None of this should come as much of a surprise; the American opioid epidemic is not a problem that the wealthy must struggle with, and anxiety disorders can be treated much easier when one has access to psychiatry, which isn’t free. For the super-rich, psychopathy can be a potential asset, when used correctly. It is the poor who predominantly struggle through these issues, and as of now, it is the poor who must find a way to deal with them; generosity and altruism are not enough.

Of course, I’m not going to deny the concoction of public facilities and welfare programs in the United States which already exist to solve some of these issues. But the failure of this system to prevent an opioid epidemic, bring the poverty rate below 10 percent, or stem the rise in mental health issues despite the size of its budget leaves much to be desired. This brings us back to UBI.

Journalist Annie Lowrey, who reported on a trial UBI program in a Kenyan village, wrote “There have been a handful of experiments…[but] no experiment has been truly complete, studying what happens when you give a whole community money for an extended period of time”. While the perfect trial period has perhaps yet to see the light of day, there have in fact been studies of basic income programs which study its effects in the long-term, with many of them making passing mentions of their effects on mental health.

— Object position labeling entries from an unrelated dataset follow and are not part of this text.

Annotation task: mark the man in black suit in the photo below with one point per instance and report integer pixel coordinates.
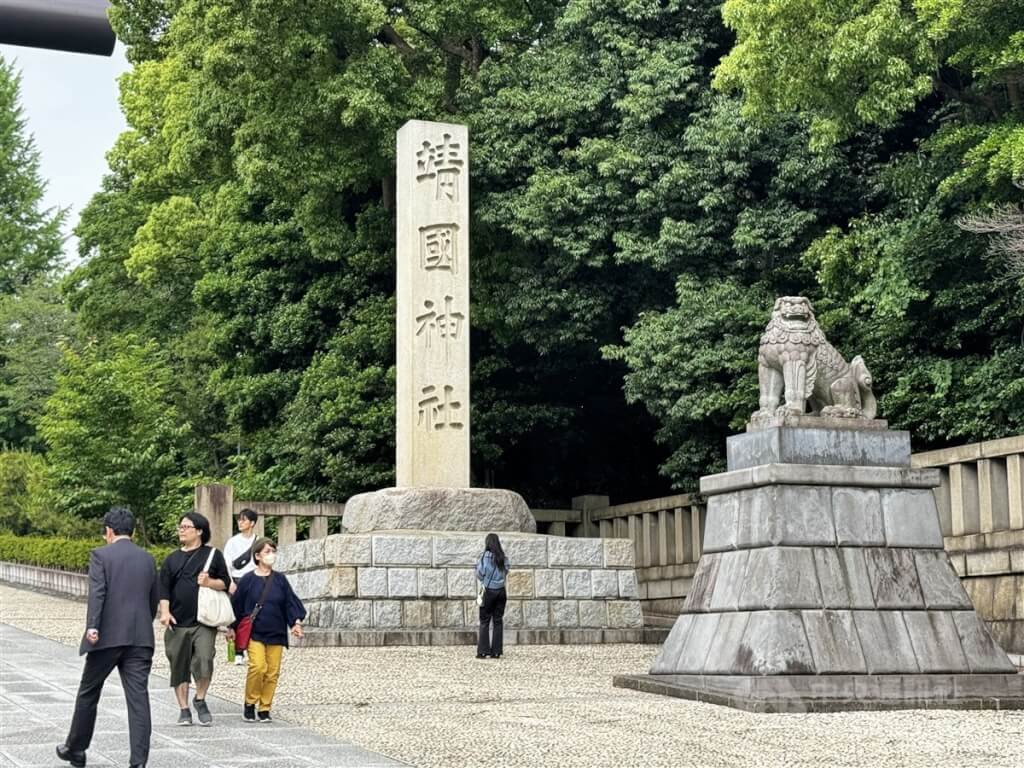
(123, 598)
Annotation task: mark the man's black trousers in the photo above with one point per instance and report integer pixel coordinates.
(133, 664)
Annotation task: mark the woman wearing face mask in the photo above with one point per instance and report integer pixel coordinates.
(268, 599)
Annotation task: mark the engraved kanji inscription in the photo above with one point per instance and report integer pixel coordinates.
(443, 326)
(437, 410)
(441, 163)
(438, 248)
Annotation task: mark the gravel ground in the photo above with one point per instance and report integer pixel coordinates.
(554, 706)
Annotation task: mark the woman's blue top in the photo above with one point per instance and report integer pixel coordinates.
(281, 609)
(489, 574)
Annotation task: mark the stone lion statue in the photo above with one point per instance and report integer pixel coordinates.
(796, 360)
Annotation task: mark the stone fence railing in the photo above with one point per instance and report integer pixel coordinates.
(980, 502)
(67, 583)
(982, 485)
(217, 503)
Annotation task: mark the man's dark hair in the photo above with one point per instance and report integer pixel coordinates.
(120, 520)
(249, 514)
(201, 523)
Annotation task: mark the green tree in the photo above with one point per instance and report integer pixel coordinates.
(937, 84)
(247, 220)
(33, 324)
(31, 313)
(114, 433)
(27, 504)
(610, 175)
(30, 237)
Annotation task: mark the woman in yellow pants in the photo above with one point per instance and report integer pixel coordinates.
(268, 598)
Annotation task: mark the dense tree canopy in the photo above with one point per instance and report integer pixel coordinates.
(32, 315)
(647, 175)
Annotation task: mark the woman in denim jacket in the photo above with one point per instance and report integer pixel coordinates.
(492, 569)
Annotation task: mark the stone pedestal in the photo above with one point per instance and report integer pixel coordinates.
(823, 586)
(438, 509)
(419, 588)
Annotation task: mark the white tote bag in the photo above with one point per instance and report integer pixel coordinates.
(214, 605)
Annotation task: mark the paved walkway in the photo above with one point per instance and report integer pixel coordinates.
(539, 707)
(38, 682)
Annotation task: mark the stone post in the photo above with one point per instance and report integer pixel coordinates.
(432, 408)
(587, 504)
(216, 503)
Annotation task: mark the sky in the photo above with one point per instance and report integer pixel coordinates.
(70, 102)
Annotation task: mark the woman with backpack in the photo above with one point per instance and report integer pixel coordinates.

In 1996, Elizabeth Jane Costello studied the Eastern Band of Cherokee Indians in North Carolina, a tribe which began distributing casino profits to each of its 8,000 members. Ten years after the program began, Costello not only found that rates of substance abuse had fallen and mental-health complaints dropped by nearly a third, but those who received the stipends when they were young continued to benefit well into young adulthood. As Costello writes, “…changes in a household’s permanent income can have permanent effects”.

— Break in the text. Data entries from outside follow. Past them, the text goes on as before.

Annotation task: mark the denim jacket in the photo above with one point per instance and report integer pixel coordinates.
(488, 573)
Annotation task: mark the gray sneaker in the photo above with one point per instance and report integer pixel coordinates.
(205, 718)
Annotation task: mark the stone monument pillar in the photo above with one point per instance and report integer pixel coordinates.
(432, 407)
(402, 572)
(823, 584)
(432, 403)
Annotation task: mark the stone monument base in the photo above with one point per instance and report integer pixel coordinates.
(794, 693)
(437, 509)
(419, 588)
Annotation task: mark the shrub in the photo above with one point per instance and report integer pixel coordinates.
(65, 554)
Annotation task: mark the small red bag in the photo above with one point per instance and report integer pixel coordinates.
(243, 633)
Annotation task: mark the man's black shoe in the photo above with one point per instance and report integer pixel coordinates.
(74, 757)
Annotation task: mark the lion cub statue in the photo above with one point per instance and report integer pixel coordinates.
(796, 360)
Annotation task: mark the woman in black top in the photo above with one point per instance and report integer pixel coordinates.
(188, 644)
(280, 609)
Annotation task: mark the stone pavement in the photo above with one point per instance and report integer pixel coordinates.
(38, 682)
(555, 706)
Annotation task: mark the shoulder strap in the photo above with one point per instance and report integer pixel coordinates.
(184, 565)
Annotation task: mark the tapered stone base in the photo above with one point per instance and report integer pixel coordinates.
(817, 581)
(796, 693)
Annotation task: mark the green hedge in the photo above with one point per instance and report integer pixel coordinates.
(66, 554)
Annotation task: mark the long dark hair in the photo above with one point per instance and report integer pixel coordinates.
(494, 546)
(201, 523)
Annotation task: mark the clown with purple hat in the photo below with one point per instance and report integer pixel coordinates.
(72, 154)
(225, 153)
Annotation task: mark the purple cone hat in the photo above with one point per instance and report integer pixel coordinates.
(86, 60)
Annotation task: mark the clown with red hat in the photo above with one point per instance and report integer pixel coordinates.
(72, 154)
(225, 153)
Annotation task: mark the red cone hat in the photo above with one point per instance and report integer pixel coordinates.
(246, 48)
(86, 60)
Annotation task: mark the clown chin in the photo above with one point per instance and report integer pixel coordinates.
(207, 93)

The mid-1970’s “Mincome” experiment, a more well-known example of UBI in action, saw the Canadian federal government and provincial government of Manitoba distribute basic income checks to every resident of the town of Dauphin. Five years after receiving its “Mincome”, Dauphin saw its hospitalization rates tank, with the drop in admissions for mental health related problems being one of the largest contributors. Lowrey’s own study of UBI in Kenya found that there, too, mental health improved with income supplements.

It’s difficult in today’s political climate to make ethical arguments for certain policies; people make decisions as to whether someone is “deserving” of assistance, healthcare, etc. before getting into the details and logistics of assistance programs, which is where the disagreements lie. However, the UBI debate is not a typical debate. Across the political spectrum, a human rights case is being made alongside one concerning feasibility, and mental health fits in quite well with this discussion of human rights.

Martin Luther King Jr. wrote that a basic income policy “is not only moral, but it is also intelligent. We are wasting and degrading human life by clinging to archaic thinking”. Milton Friedman spoke of a guaranteed income which the poor are “entitled to”, while fellow Libertarian thinker Friedrich Hayek wrote that our “free society government” should offer “insurance against extreme misfortune”. While this misfortune may be financial, should we not consider mental health issues “extreme misfortune”, especially if they are ones which would require hospitalization, as those noted in the “Mincome” experiment?

The UN Declaration of Human Rights states:

Everyone has the right to a standard of living adequate for the health and well-being of himself and of his family, including…sickness, disability, widowhood, old age or other lack of livelihood in circumstances beyond his control.

I believe, as anyone would, that mental health issues are beyond one’s control as the Declaration states, and their alleviation is thus a human right as stipulated by the international community. A basic income program would not only alleviate poverty, but also depression and despair. As the “free money” debate evolves, we should keep in mind that the question of guaranteed income is not simply a debate about financial stability, but one of health and happiness as well.